Jack, unusually impressed, whispered to me that Edmund must have been playing us some Hindoo bedevilment trick, for he could not believe that we were actually in a foreign world. The same impression came over me. This was too earthlike; too much as if, instead of being on the planet Venus, we had been transported to some land of antique civilization in our own world. But, after all, we knew where we were , and as the realization of that fact came to us we could only stare with increasing astonishment at the scene before us. I may say here that Edmund subsequently visited this great library, and also some of the schools, and I know that he made notes of what he discovered and learned in them, with the purpose, as I supposed, of writing upon the subject after his return. But the expected book, which would have supplemented and clarified much of what I have undertaken to tell, with but a half understanding of what we saw, never appeared.
Our wonderful excursions came to an end when Edmund at length announced that he had obtained the information he needed, and that we were about to make a trip to some of the mines of Venus.

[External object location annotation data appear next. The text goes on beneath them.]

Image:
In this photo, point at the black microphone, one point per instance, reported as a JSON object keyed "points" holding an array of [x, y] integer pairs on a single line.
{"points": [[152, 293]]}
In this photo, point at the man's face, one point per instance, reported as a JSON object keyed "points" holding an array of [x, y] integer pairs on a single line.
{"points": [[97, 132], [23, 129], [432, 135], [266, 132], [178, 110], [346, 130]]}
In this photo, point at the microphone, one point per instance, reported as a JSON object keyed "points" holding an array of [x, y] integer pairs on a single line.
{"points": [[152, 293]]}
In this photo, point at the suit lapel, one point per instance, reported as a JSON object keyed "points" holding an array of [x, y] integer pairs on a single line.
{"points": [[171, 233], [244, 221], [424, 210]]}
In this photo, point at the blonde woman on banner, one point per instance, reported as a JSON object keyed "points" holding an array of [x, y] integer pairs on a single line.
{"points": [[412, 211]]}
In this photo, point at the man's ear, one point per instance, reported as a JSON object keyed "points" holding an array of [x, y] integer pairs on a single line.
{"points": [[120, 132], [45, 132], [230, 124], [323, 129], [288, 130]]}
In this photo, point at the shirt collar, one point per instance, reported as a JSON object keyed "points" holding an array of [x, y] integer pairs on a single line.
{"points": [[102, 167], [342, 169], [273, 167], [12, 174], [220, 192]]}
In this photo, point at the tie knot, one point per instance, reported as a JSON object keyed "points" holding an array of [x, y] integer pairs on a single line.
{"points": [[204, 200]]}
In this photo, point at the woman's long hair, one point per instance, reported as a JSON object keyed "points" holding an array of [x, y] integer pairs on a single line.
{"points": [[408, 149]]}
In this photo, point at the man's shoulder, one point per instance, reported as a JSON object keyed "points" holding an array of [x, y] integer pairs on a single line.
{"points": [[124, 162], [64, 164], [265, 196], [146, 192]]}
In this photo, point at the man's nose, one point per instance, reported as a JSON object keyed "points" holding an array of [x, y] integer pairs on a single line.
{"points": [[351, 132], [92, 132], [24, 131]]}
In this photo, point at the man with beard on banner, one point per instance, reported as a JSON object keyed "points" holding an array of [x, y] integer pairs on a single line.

"I have discovered," he said, "that Venus is exceedingly rich in the precious metals, as well as in iron and lead. They mine them all, and we shall visit the mines under Ala's escort. My real purpose, of course, is to find uranium, of whose properties, strangely—and for us luckily—enough, they seem to have no knowledge. Nevertheless, they are capital chemists as far as they go, and possess laboratories provided with all that I shall need. They refine the metals at the mines themselves, so that I am sure of finding everything necessary to do my work right on the ground. The substance which I obtain from uranium is so concentrated that I can carry in my pocket all that will be required to repair the damage done to the transformers in the car. A careful examination, which I have made of the car, proves that the terrific shocks the machinery suffered in the crystal mountains caused an atomic readjustment which destroyed the usefulness of the material in the transformers, and while I might, by laboratory treatment, possibly restore its properties, I think it safer to obtain an entirely fresh supply. We shall start with the queen's ship within a few hours; so you had better make your preparations at once."